Philippines: Rate hikes likely to continue

MANILA, Philippines — The research units of Fitch and Moody’s Groups sees the Bangko Sentral ng Pilipinas (BSP) delivering more rate hikes until December to tame inflation and stabilize the peso.

In a report, Fitch Solutions Country Risk & Industry Research said the BSP is expected to hike in tandem with the US Federal Reserve to safeguard external stability

“Over the coming months, we expect that the elevated inflationary backdrop and a continued hawkish US Fed will prompt the BSP to tighten its monetary policy setting further,” Fitch Solutions said.

With the US Fed likely to hike interest rates by a further 75 basis points after another jumbo 75-basis-point increase on Sept. 21, Fitch Solutions now expects the BSP to raise the benchmark interest rate to five percent instead of 4.50 percent by end-2022.

The BSP has so far raised interest rates by 225 basis points,  bringing the overnight reverse repurchase rate to 4.25 percent from an all-time low of two percent.

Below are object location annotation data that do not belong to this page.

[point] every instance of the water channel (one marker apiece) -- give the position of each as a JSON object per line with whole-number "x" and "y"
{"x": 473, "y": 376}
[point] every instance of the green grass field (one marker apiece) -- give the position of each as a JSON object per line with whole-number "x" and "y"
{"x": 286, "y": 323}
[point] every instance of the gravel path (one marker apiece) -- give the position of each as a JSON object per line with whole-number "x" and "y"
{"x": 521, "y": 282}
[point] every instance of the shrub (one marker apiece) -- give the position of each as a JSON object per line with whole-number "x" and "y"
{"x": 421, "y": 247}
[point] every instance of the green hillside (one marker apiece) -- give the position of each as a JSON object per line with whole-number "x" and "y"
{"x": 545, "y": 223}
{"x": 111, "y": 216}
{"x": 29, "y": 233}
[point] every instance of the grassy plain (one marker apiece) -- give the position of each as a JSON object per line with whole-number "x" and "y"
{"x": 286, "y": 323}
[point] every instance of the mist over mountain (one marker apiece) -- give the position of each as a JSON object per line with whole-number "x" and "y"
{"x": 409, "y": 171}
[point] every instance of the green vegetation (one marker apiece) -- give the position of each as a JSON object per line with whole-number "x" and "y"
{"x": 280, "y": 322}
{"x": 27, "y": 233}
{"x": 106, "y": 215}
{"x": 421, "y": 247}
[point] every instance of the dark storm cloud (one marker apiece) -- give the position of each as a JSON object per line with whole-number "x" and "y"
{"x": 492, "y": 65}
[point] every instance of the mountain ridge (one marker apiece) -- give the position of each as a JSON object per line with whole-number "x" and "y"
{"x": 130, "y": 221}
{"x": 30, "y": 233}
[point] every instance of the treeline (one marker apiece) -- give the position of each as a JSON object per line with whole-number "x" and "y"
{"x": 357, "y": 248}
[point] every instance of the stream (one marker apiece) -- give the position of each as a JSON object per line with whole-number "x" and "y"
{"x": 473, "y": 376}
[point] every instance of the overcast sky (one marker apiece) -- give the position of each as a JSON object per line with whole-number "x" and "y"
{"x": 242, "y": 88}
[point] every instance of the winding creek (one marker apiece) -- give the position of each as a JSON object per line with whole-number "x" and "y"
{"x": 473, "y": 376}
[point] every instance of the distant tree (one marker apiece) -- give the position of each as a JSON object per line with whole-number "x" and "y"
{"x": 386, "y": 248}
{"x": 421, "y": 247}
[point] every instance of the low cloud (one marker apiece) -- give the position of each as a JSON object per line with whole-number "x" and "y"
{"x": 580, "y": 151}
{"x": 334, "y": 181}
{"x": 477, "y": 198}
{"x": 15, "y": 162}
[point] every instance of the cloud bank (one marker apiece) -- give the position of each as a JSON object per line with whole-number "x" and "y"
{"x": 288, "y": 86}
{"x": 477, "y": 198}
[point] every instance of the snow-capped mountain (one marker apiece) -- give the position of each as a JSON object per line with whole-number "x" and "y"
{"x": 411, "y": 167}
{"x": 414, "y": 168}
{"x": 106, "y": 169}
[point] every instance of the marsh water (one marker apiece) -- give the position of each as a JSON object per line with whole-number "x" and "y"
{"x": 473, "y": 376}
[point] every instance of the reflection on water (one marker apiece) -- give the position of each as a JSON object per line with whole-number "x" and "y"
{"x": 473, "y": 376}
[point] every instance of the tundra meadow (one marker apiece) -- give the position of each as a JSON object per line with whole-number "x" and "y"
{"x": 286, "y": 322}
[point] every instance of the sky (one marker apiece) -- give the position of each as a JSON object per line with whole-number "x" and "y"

It sees inflation remaining elevated in the Philippines over the coming months, and average 5.6 percent as it breached the BSP target of two to four percent, averaging 4.9 percent between January and August.

“We expect the central bank to tighten monetary policy further to anchor inflation expectations,” it said.

Furthermore, it said the peso has also come under significant pressure as a result of tightening credit conditions globally.

“So far, the BSP has continued to lag behind the Fed’s tightening cycle, causing the peso to weaken substantially against the dollar,” Fitch Solutions said.

If the BSP chooses to stand pat in subsequent meetings as the US Fed continues to hike, Fitch Solutions warned that real interest rate differentials could widen in favor of the US and trigger capital outflows, exacerbating downside volatility for the peso.

The peso has depreciated by more than 14 percent to hit an all-time low of 58.50 to $1 last Friday from the end-2021 level of 50.999 to $1.

Fitch Solutions said the country’s strong economic recovery would provide more room for the BSP to normalize its monetary policy.